| HN Mirror

Y	Hacker News new \| ask \| show \| jobs

by CraigJPerry 1173 days ago

> 3. Theory of Constraints: A system is only as strong as its weakest point. Focus on the bottleneck. Counterintuitively, if you break down the entire system and optimize each component individually, you’ll lower the effectiveness of the system. Optimize the entire system instead.

This underpins a lot of what we call DevOps (i mean the actually useful interpretation of DevOps, not all the shit that gets a DevOps label in an attempt to sell something).

Despite working with this idea every day for over a decade, the idea itself still blows my mind. Despite being theoretically quite succinct, it has so much practical depth that i struggle to see myself getting bored of applying the learnings from it.

Anecdote: i landed in a role in a part of a big org that was on fire, but the fire wasn’t due to stupidity. The team was huge with genuinely no lemons on it (i later found out this was no accident - the head had been given permission to cherry pick staff from across the org and he took a lot of flak for causing brain drain in other parts of the org). They had a software component that everyone relied on in production but technically no one really owned. Everyone was maxed out, growth wasn’t the problem but an externally driven change in how the business worked was. The pace was non-negotiable.

This component “worked” as far as we could tell. Volumes and the fact that some theoretical failure modes would be hard to detect in practice at that time, meant it was not possible to be confident that it was fully working correctly, but it was at least mostly working.

The problem: no one could release changes to this component reliably but changes were often needed. Over 80% of releases were rolled back. On average it took 2-point-something releases to successfully get a change out to this component that didn’t need to be rolled back.

Lots of optimisations had been applied to this component. This was not a stupid team and it did not suffer this pain willingly. There were software optimisations applied - mostly tools to abstract changes to be simpler to deal with. For example, one source of complexity was a bunch of rules that had to be dealt with but these could be handled in software allowing the human to just specify mostly the desired behaviours. That improved the situation but only slightly, also the continuously changing landscape meant this tooling itself became a moving target and a source of bugs. There were special review processes for changes, there were 3 experts in this huge org who reviewed everyone elses changes - this review process was excruciating to perform and involved examining a gargantuan model representation in excel.

Still the failed releases ticked up.
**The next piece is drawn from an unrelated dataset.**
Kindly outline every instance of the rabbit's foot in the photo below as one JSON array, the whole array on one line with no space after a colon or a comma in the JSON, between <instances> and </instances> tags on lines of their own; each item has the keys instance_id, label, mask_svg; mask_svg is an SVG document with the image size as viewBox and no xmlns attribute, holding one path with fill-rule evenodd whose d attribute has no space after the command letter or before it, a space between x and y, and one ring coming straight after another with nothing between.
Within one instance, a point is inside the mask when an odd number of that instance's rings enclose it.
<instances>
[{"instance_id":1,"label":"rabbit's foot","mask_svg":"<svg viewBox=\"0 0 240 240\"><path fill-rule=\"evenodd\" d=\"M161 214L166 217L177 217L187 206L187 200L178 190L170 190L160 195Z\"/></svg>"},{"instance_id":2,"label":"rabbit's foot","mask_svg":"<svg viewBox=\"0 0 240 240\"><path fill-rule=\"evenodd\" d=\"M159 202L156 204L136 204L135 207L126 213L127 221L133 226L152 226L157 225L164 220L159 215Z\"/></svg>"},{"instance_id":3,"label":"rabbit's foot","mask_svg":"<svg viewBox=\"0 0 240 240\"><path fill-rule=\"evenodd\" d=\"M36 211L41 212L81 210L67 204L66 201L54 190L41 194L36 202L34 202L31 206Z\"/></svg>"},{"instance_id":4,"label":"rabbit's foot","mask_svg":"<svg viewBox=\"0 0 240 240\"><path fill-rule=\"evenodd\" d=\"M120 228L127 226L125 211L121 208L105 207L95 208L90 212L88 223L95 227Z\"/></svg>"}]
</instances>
No other part of the system suffered in this way.

There was popular thinking at the time was that this system just needed an owner. Of course no one wanted that thankless poisoned chalice.

Applying ToC to this resulted in a system that needed no owner long term, the tools that been created were all disbanded, the review board too.

The result was that newbies to the team pairing on a deliverable would be given responsibility to change that component as a way of flexing their solo skills.